The love story presented, and established, Marvin and Tammi set out to colour it, recording more singles, albums, performing concerts from state to state.
Tammi’s headaches worsen when they arrive in Virginia. She spends much of her time in the dressing room, falling in and out of consciousness. Marvin can see her frailty as they ready to mount the stage. She is moving with a certain drowsiness, which cannot have gone unnoticed, but she fights the concern of others with characteristic resilience.
You okay, baby? Marvin asks, as they stand waiting for the stage announcer to introduce them.
I’m great, she replies. A little tired, but it’s nothing. Ain’t no mountain!
After two songs, Tammi loses her footing and constancy. The audience watch in stunned confusion as she buckles and begins to fall. Marvin catches her in his arms, and holds her up. She looks up towards him and smiles warmly, but as she lowers the glance, Marvin observes that Tammi’s mischievous playful features of old have left, now replaced with an exhausted expression that is foreign to her buoyant face. The music sputters into a dark silence, rhythms dimming, handclaps slowing and finally dying.
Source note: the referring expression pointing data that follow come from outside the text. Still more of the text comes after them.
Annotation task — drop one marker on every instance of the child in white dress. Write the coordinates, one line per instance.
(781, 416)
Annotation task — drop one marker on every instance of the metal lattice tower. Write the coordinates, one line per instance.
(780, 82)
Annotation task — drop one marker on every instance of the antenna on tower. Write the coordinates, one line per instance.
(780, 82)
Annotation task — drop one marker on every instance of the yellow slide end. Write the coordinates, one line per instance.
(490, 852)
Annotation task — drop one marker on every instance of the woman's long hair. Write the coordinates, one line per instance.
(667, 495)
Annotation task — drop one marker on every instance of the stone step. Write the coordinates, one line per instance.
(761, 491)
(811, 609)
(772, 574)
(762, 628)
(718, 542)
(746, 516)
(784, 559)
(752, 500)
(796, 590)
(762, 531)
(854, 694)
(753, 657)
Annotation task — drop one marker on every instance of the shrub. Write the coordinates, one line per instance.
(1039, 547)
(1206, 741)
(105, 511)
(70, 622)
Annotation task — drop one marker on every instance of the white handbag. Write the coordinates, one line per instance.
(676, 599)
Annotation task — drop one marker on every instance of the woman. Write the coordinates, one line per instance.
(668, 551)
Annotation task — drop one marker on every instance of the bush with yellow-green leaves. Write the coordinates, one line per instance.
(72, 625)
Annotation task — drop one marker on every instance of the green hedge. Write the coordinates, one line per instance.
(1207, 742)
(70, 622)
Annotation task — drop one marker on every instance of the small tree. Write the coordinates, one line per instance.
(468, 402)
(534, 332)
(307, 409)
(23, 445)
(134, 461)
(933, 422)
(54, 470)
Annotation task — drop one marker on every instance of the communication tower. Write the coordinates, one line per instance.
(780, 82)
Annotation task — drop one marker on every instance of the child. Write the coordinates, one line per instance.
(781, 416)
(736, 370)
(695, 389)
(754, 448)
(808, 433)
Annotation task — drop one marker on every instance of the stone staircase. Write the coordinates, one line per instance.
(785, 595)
Tammi’s recording career comes to an end at that very moment. She is diagnosed with a brain tumour. She never takes to the stage again and dies three years later. Those last few years are spent emaciated and numb, in hospital beds, and wheelchairs.
The rumours begin to whirl. That Tammi had been beaten with a hammer by one of her drunken boyfriends, that David Ruffin had roughed her up prior to the concert, that her headaches began at the same time as her apparently violent early association with James Brown. But nothing could be said for sure of these rumours.
Marvin reacts to Tammi’s death by withdrawing from Motown for some time.
He eventually returns to the label, following a long re-evaluation of his life and music, in order to write and produce an album entitled What’s Going On, an unbroken sequence of music concerning social and spiritual identity.
We got a good thing goin’, Mr. Gaye, Tammi tells Marvin following their first performance together. No damn two ways about it. You think we’ll ever get past the show though, break free from the act, and be real with one another. You know, the real thing.
We are the real thing, replied Marvin. No damn two ways about it.